Buffalo Chicken Bake

I'm trying a new feature here, guys: Leftovers Lunes. Aka Leftovers Mondays, but my roommate told me it should be alliterative. In either language, I often find myself with random leftovers from weekend culinary escapades, and Mondays are a good opportunity to get creative and use them up.

As evidenced here, I like buffalo chicken. A lot. And evidenced on the rest of this blog, I like pasta with anything. So when my friend Michael left a huge order of leftover buffalo chicken fingers in my apartment, I didn't delay in making a buffalo chicken pasta bake.

I also had leftover bell peppers and red onions from these veggie kabobs, so I threw them in the food processor to dice them.

And the star of the show, buffalo chicken fingers. These babies were really spicy on their own, but added just the right amount of kick to an entire casserole.

All chopped up. I put my pasta in to cook (I chose Ziti) and started the sauce.

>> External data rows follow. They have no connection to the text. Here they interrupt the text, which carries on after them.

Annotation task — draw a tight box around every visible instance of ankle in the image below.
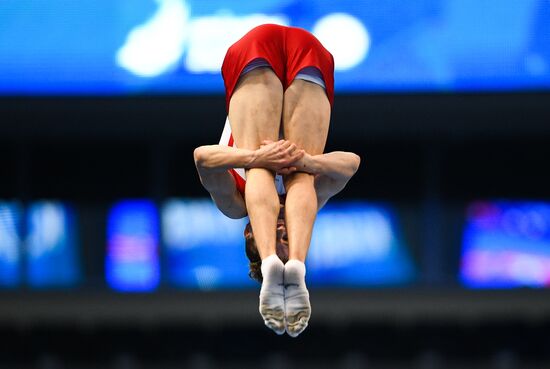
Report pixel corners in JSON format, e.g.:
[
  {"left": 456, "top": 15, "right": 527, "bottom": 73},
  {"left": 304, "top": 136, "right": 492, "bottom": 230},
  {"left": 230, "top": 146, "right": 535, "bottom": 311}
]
[
  {"left": 261, "top": 254, "right": 284, "bottom": 285},
  {"left": 284, "top": 259, "right": 306, "bottom": 286}
]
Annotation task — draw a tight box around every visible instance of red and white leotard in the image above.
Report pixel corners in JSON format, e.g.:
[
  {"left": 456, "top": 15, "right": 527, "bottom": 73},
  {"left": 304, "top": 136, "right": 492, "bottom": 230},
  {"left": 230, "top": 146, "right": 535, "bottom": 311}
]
[{"left": 222, "top": 24, "right": 334, "bottom": 112}]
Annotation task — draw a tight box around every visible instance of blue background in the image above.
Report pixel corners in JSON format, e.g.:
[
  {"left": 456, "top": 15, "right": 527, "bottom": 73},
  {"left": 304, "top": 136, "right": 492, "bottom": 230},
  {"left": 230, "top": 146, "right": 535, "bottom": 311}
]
[
  {"left": 162, "top": 199, "right": 415, "bottom": 290},
  {"left": 0, "top": 0, "right": 549, "bottom": 95},
  {"left": 461, "top": 201, "right": 550, "bottom": 288}
]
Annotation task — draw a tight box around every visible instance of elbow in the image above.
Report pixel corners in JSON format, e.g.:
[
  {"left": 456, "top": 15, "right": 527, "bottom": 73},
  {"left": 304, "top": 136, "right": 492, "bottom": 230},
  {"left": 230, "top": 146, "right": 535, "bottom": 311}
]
[
  {"left": 350, "top": 153, "right": 361, "bottom": 175},
  {"left": 193, "top": 146, "right": 206, "bottom": 167}
]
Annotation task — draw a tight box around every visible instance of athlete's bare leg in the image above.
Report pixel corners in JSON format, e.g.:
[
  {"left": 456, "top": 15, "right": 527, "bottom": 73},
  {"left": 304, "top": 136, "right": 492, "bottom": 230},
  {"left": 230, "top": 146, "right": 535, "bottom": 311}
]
[
  {"left": 283, "top": 79, "right": 330, "bottom": 261},
  {"left": 282, "top": 78, "right": 331, "bottom": 337},
  {"left": 228, "top": 67, "right": 285, "bottom": 334},
  {"left": 229, "top": 68, "right": 282, "bottom": 259}
]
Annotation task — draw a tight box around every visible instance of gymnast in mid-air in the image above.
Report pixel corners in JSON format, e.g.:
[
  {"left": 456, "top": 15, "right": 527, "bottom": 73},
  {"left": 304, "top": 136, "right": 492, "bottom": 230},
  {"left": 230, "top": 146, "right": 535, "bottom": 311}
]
[{"left": 194, "top": 24, "right": 360, "bottom": 337}]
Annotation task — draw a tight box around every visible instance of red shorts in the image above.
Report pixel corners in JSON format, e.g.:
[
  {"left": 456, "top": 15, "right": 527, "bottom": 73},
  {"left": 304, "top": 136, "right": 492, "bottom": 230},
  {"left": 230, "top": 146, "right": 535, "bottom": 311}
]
[{"left": 221, "top": 24, "right": 335, "bottom": 112}]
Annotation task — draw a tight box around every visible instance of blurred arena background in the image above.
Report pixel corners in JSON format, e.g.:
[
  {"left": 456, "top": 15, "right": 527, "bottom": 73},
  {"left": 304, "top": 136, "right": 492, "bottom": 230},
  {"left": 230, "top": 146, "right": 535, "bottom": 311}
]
[{"left": 1, "top": 0, "right": 550, "bottom": 368}]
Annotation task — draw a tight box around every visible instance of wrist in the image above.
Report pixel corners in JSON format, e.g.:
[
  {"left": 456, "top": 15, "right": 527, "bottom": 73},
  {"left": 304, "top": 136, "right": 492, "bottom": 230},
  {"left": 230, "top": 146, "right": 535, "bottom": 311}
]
[
  {"left": 309, "top": 154, "right": 322, "bottom": 174},
  {"left": 300, "top": 153, "right": 319, "bottom": 174},
  {"left": 245, "top": 149, "right": 260, "bottom": 168}
]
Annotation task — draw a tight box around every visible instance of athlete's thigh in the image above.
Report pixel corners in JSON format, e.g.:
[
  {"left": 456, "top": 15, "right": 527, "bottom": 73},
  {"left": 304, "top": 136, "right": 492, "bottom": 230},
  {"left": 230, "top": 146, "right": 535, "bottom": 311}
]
[
  {"left": 282, "top": 80, "right": 331, "bottom": 155},
  {"left": 228, "top": 68, "right": 283, "bottom": 150}
]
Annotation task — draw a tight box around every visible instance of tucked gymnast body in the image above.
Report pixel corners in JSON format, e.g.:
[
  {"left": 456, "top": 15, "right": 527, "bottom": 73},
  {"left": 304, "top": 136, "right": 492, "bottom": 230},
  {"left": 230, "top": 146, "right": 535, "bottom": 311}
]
[{"left": 193, "top": 24, "right": 360, "bottom": 337}]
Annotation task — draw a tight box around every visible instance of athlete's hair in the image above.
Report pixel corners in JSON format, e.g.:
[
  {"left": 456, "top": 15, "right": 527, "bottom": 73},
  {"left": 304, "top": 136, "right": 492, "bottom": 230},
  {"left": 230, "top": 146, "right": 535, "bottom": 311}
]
[{"left": 244, "top": 203, "right": 289, "bottom": 283}]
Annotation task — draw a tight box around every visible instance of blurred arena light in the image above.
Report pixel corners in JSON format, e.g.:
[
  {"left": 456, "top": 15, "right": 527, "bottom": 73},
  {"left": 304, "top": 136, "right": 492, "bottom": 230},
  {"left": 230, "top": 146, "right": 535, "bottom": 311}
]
[
  {"left": 461, "top": 201, "right": 550, "bottom": 288},
  {"left": 182, "top": 13, "right": 288, "bottom": 73},
  {"left": 26, "top": 201, "right": 80, "bottom": 288},
  {"left": 116, "top": 0, "right": 190, "bottom": 77},
  {"left": 106, "top": 200, "right": 160, "bottom": 292},
  {"left": 162, "top": 199, "right": 415, "bottom": 289},
  {"left": 162, "top": 198, "right": 252, "bottom": 290},
  {"left": 0, "top": 202, "right": 22, "bottom": 287},
  {"left": 307, "top": 202, "right": 415, "bottom": 286},
  {"left": 312, "top": 13, "right": 370, "bottom": 71}
]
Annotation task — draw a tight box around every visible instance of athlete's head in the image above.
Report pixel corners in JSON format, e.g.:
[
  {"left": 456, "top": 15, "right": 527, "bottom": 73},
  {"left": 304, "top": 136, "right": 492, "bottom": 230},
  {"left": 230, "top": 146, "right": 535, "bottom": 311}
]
[{"left": 244, "top": 205, "right": 288, "bottom": 283}]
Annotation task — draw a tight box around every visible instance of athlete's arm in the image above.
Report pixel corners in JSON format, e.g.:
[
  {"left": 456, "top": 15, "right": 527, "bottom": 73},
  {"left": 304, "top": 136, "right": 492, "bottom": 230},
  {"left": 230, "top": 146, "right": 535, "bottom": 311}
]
[
  {"left": 289, "top": 151, "right": 361, "bottom": 209},
  {"left": 194, "top": 141, "right": 304, "bottom": 218},
  {"left": 194, "top": 149, "right": 246, "bottom": 219},
  {"left": 194, "top": 140, "right": 303, "bottom": 172}
]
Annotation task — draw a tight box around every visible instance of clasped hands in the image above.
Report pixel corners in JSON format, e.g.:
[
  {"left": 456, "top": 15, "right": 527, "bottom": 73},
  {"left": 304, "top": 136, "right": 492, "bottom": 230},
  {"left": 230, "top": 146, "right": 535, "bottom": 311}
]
[{"left": 250, "top": 139, "right": 312, "bottom": 175}]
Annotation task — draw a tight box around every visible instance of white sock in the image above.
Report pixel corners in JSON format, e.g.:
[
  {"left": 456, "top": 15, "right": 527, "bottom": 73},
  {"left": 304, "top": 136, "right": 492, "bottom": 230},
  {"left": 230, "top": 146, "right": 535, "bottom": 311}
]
[
  {"left": 283, "top": 259, "right": 311, "bottom": 337},
  {"left": 259, "top": 254, "right": 285, "bottom": 335}
]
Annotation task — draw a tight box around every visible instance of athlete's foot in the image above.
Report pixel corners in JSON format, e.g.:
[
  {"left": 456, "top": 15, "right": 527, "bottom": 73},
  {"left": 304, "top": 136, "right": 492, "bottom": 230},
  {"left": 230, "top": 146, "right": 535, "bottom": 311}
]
[
  {"left": 259, "top": 254, "right": 286, "bottom": 335},
  {"left": 283, "top": 259, "right": 311, "bottom": 337}
]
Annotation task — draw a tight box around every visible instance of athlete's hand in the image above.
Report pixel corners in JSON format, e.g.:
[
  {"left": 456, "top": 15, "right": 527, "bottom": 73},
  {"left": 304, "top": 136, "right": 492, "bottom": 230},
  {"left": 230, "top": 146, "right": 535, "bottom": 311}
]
[
  {"left": 260, "top": 140, "right": 317, "bottom": 175},
  {"left": 251, "top": 139, "right": 304, "bottom": 171}
]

I made a basic alfredo to begin, starting with a roux (flour and butter), then adding milk, salt and pepper and stirring until it thickened. Then I added about 1/3 cup of bleu cheese dressing and about 1/4 cup of cheddar/mozzarella mix. I seasoned to taste with garlic powder, paprika, and chili powder. After all of this, it got too thick, so I whisked in 1/4 cup of the pasta cooking liquid to thin it a bit.

Finished sauce. I strained the pasta and mixed it with everything else (sauce, chicken, veggies) in a 9x13 baking dish.

And to top it off, no casserole is complete without buttered bread crumbs. And no buffalo chicken dish is complete without blue cheese crumbles and Frank's red hot. So I went ahead and added both of those, too.

It went into a 350 degree oven for about 15 minutes and finished off in the broiler for 1-2 minutes, or until the bread crumbs browned.

Man this was delicious. Not exactly the healthiest meal in the world, but at least it had a few different food groups.

Any other leftover-creation ideas for chicken fingers?